During the week I blogged about how it looked like the Conservatives would be throwing their national kitchen sink at only around 10 Liberal Democrat held constituencies.
That compares to 38 seats won by the Lib Dems in 2010 in which the Conservatives finished second, and would mean quite a few Liberal Democrats MPs not facing an all-out nationally-backed challenge in their seat – undoubtedly good news for the party.
Now ConservativeHome and the Birmingham Post have more on quite what the Conservatives will be doing:
At the heart of the 40/40 campaign is an ambition to hold forty seats and win another forty. This will be enough to win a majority but not a large one. Conservative sources are keen to point out, however, that winning forty seats is not necessarily the limit of their ambition. Resources will be devoted to these target seats and the effects will be monitored. If Con HQ feels that these seats are safely heading into the blue column extra target seats will be added. My source told me that the number of target seats should increase to about seventy before the general election. The original plan had more ambitiously been to immediately target fifty seats (36 from Labour and 14 from the LibDems and when there was only due to be 600 seats in total) and hold another fifty.
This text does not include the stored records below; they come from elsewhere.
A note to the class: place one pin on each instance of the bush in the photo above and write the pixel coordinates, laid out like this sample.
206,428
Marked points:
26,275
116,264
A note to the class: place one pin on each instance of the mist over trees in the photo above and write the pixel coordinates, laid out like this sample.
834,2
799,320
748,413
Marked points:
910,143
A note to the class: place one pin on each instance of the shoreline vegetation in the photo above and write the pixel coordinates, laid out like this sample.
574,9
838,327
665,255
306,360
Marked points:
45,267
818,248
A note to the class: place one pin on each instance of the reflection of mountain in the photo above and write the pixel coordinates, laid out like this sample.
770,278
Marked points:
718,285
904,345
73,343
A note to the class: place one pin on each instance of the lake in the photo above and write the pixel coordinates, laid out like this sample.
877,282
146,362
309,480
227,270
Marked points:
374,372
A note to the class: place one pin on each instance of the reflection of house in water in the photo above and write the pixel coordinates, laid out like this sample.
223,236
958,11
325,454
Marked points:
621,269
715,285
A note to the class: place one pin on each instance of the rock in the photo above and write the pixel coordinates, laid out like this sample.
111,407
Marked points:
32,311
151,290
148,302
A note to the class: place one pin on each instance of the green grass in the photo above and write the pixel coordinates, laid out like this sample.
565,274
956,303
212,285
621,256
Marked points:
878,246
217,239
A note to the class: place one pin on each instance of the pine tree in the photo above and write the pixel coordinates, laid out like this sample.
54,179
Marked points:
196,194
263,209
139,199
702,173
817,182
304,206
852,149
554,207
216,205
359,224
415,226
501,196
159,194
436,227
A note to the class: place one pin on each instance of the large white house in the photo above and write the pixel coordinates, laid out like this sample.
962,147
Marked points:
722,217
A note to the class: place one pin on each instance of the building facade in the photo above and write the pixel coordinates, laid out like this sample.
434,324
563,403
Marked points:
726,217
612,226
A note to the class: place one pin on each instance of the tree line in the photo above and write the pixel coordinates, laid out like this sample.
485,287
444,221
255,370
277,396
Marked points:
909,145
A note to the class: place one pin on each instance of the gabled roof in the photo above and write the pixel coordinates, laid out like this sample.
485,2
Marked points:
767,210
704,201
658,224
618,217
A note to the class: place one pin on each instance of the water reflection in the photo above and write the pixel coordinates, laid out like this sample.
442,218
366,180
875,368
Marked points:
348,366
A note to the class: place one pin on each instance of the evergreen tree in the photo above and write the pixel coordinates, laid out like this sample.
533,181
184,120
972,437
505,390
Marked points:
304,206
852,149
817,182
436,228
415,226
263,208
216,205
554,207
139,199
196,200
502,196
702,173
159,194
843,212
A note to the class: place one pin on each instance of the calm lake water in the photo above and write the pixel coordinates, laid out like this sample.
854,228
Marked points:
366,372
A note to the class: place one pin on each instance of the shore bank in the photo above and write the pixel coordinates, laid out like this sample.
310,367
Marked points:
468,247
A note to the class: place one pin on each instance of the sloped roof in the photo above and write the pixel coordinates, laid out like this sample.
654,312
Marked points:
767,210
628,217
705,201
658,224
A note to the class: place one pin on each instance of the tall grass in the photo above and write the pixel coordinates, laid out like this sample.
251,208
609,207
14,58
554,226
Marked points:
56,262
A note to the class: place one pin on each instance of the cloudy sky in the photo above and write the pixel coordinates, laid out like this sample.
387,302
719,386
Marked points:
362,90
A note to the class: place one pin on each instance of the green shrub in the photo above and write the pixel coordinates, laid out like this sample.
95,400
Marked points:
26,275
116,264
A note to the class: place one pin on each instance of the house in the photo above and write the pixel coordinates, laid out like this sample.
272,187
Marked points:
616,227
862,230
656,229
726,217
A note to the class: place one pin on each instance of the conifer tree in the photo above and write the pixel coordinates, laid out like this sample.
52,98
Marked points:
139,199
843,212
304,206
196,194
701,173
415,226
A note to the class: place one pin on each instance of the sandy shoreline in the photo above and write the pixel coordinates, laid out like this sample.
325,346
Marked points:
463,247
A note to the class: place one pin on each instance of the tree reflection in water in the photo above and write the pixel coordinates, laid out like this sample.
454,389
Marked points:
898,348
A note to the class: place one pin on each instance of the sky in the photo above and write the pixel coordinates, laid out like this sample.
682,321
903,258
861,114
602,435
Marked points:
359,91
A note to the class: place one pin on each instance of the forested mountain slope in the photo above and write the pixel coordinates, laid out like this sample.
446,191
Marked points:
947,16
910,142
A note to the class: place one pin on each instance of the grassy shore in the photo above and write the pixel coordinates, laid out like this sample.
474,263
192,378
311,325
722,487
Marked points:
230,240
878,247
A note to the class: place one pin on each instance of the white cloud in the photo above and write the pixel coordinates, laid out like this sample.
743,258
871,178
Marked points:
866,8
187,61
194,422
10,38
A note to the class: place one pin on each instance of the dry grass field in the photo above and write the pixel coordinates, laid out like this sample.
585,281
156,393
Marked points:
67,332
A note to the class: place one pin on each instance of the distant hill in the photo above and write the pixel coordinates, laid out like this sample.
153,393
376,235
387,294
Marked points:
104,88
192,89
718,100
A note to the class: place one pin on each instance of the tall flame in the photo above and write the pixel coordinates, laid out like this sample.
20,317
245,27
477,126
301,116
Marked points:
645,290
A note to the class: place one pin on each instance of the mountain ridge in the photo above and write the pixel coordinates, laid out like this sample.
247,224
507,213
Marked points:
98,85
Note too what sort of campaigning tactics the Ashcroft-funded research has concluded is worth investing in:
Eighty new campaign managers are being recruited… The party will be building additional infrastructure for leaflet delivery.
* Mark Pack is Party President and is the editor of Liberal Democrat Newswire.



6 Comments
Of course this could be part of a deal being hatched here: http://www.independent.co.uk/news/uk/politics/only-the-tories-can-keep-the-future-orange-8191052.html
Coupon anyone?
There is going to be a tough battle to defend a strong and independent party for Liberal Democrats.
Do they think that people will think they are the Lib Dems, because they gave out leaflets? Are they planning to print them with lots of yellow ?
Did their market research team go looking for information on how Lib Dems took seats from Labour in recent elections, and actually end up thinking that voters in those seats like whoever gives out the most leaflets?
I count 38 seats Mark! Although of those 38 I think there are 3 (I won’t name them) where Labour clearly has a greater chance of winning than the Tories, although I still think we will win them.
I like the Electoral Calculus site – this page gives a current list of seats which are vulnerable:
http://www.electoralcalculus.co.uk/gainloss.html
On the figures in the article it looks as though about 10 Lib Dem seats will be targeted immediately, and about 10 more will be added as targets by the election. (That’s if the total rises to 70 and the 50 originally planned included 14 Lib Dem seats.)
Is that particularly good news – if the Tories end up targeting 20 Lib Dem seats, which is more than half those in which they were second?
Andrew: Quite right; my typo – now fixed. Thanks.